I have several data files (from excel) converted to pandas format and contained in a dictionary. Here is how i obtain the dataframes:
dataList = files
nameList = []
for raster in dataList:
path_list = raster.split(os.sep)
name = path_list[5][:-4]
nameList.append(name)
dataDct = {}
for k, v in zip(nameList,dataList):
dataDct[k] = read_excel(v).rename(columns={'Main Value': 'Main Value '+k, 'Auxiliary Value': 'Auxiliary Value '+k})
I combine them using:
(the dictionary being dataDct
)
concat(dataDct.values(), join='outer', ignore_index=False).to_excel(writer, sheet_name='values').to_excel(writer, sheet_name='values')
writer.save()
This outputs a file wich only puts the files one after the other in a long file, disregarding the common fields they share... So it's difficult to use it for further analysis.

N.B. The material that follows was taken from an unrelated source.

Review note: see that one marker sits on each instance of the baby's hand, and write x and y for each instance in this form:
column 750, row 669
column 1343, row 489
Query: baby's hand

Here is a sample of the dataframes contained in the dataDct
:
IN [2]:
value(HIB)
1 CODE VALUE_HIB AUX_VAL_HIB
2 F.F 00000
3 0.0.1
4 0.0.2 06-02-2016
5 C.6 XYZ-21555FFF
6 3.8.0*1 45000GHZ 01.01.2016
Value (HIC)
1 CODE VALUE_HIC AUX_VAL_HIC
2 F.F 00000 111111
3 0.0.1
4 0.0.3 06-02-2016
5 C.6 XYZ-216666FFF
6 3.9.0*1 65000GHZ 01.02.2016
Value (HID)
1 CODE VALUE_HID AUX_VAL_HID
2 F.F 00000 0101010
3 A.1.1 85 GHZ
4 V.1.1 06-02-2016
5 C.6 XYZ-21776FFF
6 3.9.0*1 3000GHZ 01.02.2016
Expected output would be:
OUT[2]:
1 CODE VALUE_HIB AUX_VAL_HIB VALUE_HIC AUX_VAL_HIC VALUE_HID AUX_VAL_HID
2 F.F 00000 00000 111111 00000 01010101
3 0.0.1
4 0.0.2 06-02-2016
5 0.0.3 06-02-2016
6 A.1.1 85ghz
7 C.6 XYZ-21555FFF XYZ-216666FFF XYZ-21776FFF
8 V.1.1 06-02-2016
9 3.8.0*1 45000GHZ 01.01.2016
10 3.9.0*1 65000GHZ 01.02.2016 3000GHZ 01.02.2016
The idea being that the data is aligned and joined... I have tried joining on the axis:
concat(dataDct.values(), join='outer', ignore_index=False, axis=1).to_excel(writer, sheet_name='values')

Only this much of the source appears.